Pennsylvania announces actions to combat climate change

News in late April sent a clear message that Pennsylvania is serious about climate change. Governor Tom Wolf announced plans to become the 24th state to join the U.S. Climate Alliance. The Alliance supports clean energy development and the Paris Agreement goal of reducing 2005 level greenhouse gas (GHG) emissions 26-28 percent by 2025.

The Governor’s announcement also included the release of the 2018 Climate Action Plan.

Some history

The Pennsylvania Climate Change Act of 2008 requires the Department of Environmental Protection to develop annual GHG inventories, maintain a Climate Change Advisory Committee, have a voluntary GHG emissions registry, and provide an updated Climate Change Action Plan every three years.

The Governor previously issued Executive Order 2019-01. This order set ambitious goals to achieve a 26 percent reduction of greenhouse gas emissions by 2025 and an 80 percent reduction by 2050, from 2005 levels.

Highlights of the Plan

The plan identifies over 100 actions within 19 strategies to reduce GHG emissions. Energy conservation and efficiency, sustainable transportation, and clean electricity generation are the low hanging fruit.

The following chart shows the modeling results of 15 related actions considered the most impactful.

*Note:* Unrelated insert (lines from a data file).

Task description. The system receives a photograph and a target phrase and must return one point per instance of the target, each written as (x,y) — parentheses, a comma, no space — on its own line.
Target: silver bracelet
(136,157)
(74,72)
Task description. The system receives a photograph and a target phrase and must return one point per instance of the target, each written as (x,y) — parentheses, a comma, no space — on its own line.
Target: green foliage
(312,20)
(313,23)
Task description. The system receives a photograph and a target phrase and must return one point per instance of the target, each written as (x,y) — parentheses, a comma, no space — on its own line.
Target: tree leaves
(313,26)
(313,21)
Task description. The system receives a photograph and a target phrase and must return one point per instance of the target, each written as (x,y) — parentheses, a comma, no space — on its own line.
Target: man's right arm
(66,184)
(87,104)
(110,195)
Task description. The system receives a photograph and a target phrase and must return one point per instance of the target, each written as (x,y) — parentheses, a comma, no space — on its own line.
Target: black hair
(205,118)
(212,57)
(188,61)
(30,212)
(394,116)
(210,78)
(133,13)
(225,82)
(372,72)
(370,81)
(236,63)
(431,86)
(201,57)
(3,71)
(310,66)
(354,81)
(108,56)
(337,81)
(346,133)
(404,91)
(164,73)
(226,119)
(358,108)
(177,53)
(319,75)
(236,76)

If these actions are started now, the plan predicts that they will result in a 21 percent decrease in 2025 and a 36 percent decrease in 2050. As this falls short of the goals specified in the Executive Order, additional actions will be necessary.

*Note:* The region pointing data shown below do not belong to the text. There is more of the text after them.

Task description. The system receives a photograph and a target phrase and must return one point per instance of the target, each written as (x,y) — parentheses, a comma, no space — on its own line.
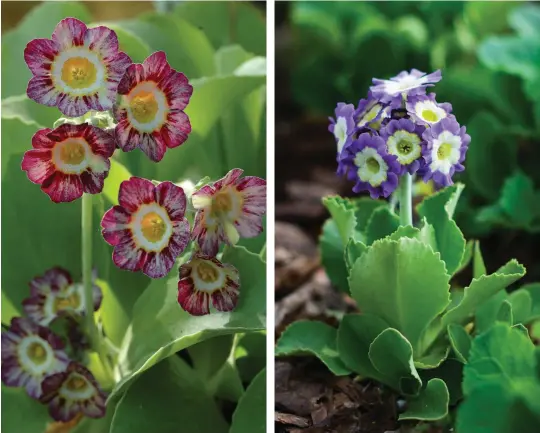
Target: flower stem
(405,200)
(91,327)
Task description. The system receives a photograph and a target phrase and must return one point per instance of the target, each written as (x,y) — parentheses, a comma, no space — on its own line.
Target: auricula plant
(415,325)
(111,105)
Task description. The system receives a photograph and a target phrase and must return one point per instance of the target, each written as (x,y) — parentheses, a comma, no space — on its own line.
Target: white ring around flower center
(340,132)
(412,139)
(444,165)
(404,84)
(27,363)
(208,286)
(163,107)
(364,173)
(136,227)
(84,393)
(429,106)
(84,52)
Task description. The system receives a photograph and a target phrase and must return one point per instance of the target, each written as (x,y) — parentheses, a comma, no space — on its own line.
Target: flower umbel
(147,229)
(55,295)
(205,279)
(77,70)
(71,392)
(69,161)
(228,209)
(29,353)
(150,113)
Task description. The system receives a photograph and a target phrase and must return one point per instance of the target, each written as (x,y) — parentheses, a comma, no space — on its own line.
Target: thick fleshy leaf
(438,211)
(430,405)
(250,414)
(183,401)
(316,338)
(397,294)
(161,328)
(481,289)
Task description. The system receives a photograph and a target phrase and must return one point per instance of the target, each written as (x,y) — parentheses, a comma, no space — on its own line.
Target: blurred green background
(489,54)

The Plan recognizes the importance of maintaining current nuclear generation levels. Pennsylvania’s five nuclear plants account for 93% of Pennsylvania’s carbon-free electric generation — far above wind, solar and hydro.

But policy is needed to value these zero-emission sources of baseload electricity. Two of these plants, Three Mile Island and Beaver Valley, are not currently competitive in the wholesale market. Without subsidies, these plants are expected to close in 2019 and 2021. As one would expect, this is generating heated debate within the Legislature. Potential costs to electric ratepayers to support Pennsylvania’s nuclear plants could be $500 million a year (See analysis by the Kleinman Center for Energy Policy ).


The Path Forward

We have a long way to go to meet the 2050 goals. The current plan gives a good description of the scale of this challenge. The Plan itself provides only a starting point to reach the 2025 goals. It recognizes that additional actions are needed by not just government, but by individuals, businesses, and communities. The choice of actions will involve compromises between effectiveness, economic feasibility, and impacts to our standard of living.

Future three-year updates of the plan will undoubtedly include technology advancements and new Federal regulations that shape the course of action. It will be interesting to see how much things change by the time the 2021 Action Plan is released.